Review: 211, Cage Under Fire
Nicolas Cage stars in director York Alec Shackleton's police drama.
The Law of Cage states that for every good movie he makes, Nicolas Cage must then act in four or five bad ones. Now that Brian Taylor’s insane Mom & Dad and Panos Cosmatos’ festival favorite Mandy have gotten good notices, it means that the hairpiece-abusing Nic is due for some duds soon. 211, from director York Alec Shackleton, is thankfully not a massive fail, but it’s still definitely low-level Cage.
Based on a real incident known as the Battle of North Hollywood – a prolonged shootout between police and armed robbers that ended with high casualties and millions’ worth of property damage – the film casts Cage as Officer Mike Chandler, who, during a routine patrol with a ride along, gets caught in a standoff between his colleagues and a gang of heavily armed mercenaries who have stormed an Everytown, USA bank. (One of said mercs is played by Nic’s son Weston, leading to an odd scene where Cage Jr. tries to shoot Dad with a sniper rifle.)
It’s a barebones plot, and the movie’s 86 minutes reflect this, with an extended prologue set in Afghanistan apparently here to pad out the running time. It takes a while for the firefight to begin; once it does, Shackleton opts for realism, with Heat being the obvious model, what with the loud heavy-duty firepower and open warfare on the streets.
These sequences are sporadically compelling, but the realism is completely shot down by the inclusion of some obviously fictional, clichéd subplots: there’s the cop on the verge of retirement, the younger partner with a baby on the way, and the civilian, a wide-eyed kid played by Michael Rainey Jr. and who’s here for some obvious, halfhearted commentary on police racism.
As for everyone’s favorite Coppola, Nic Cage is actually more of a supporting part (he’s seen for about 30 seconds in the first 20 minutes), doesn’t really have a whole lot to do once the gunfight winds down and SWAT enters the fray, and, aside from a quick moment of patented Cage Rage (which is more due to PTSD for his character than any of his usual tics), he plays his role low-key, taking the material seriously, which means he wants you to do the same.
And that’s a shame; 211 could have used some of the actor’s special brand of bug-nuts craziness.

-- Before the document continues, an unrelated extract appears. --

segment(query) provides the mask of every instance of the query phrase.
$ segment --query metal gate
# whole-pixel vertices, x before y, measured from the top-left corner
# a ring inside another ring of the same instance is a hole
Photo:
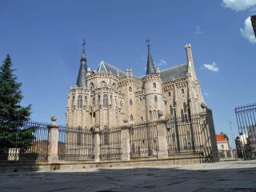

It would have considerably livened up what is a barebones action movie that moves quickly and doesn’t do much other than present some competent but unexceptional gunfights. In the end, despite some promising source material, this is yet another footnote in Nicolas Cage’s increasingly more unpredictable late-period career, which swings wildly between DTV programmers like this one and the occasional acting job in movies from respectable directors, like the Sion Sono project he’s got lined up. With four other projects this year, he’s due for another good one soon, right? It’s the Law of Cage, after all.
211 will be released in theaters and on VOD and Digital HD on 8 June via Momentum Pictures.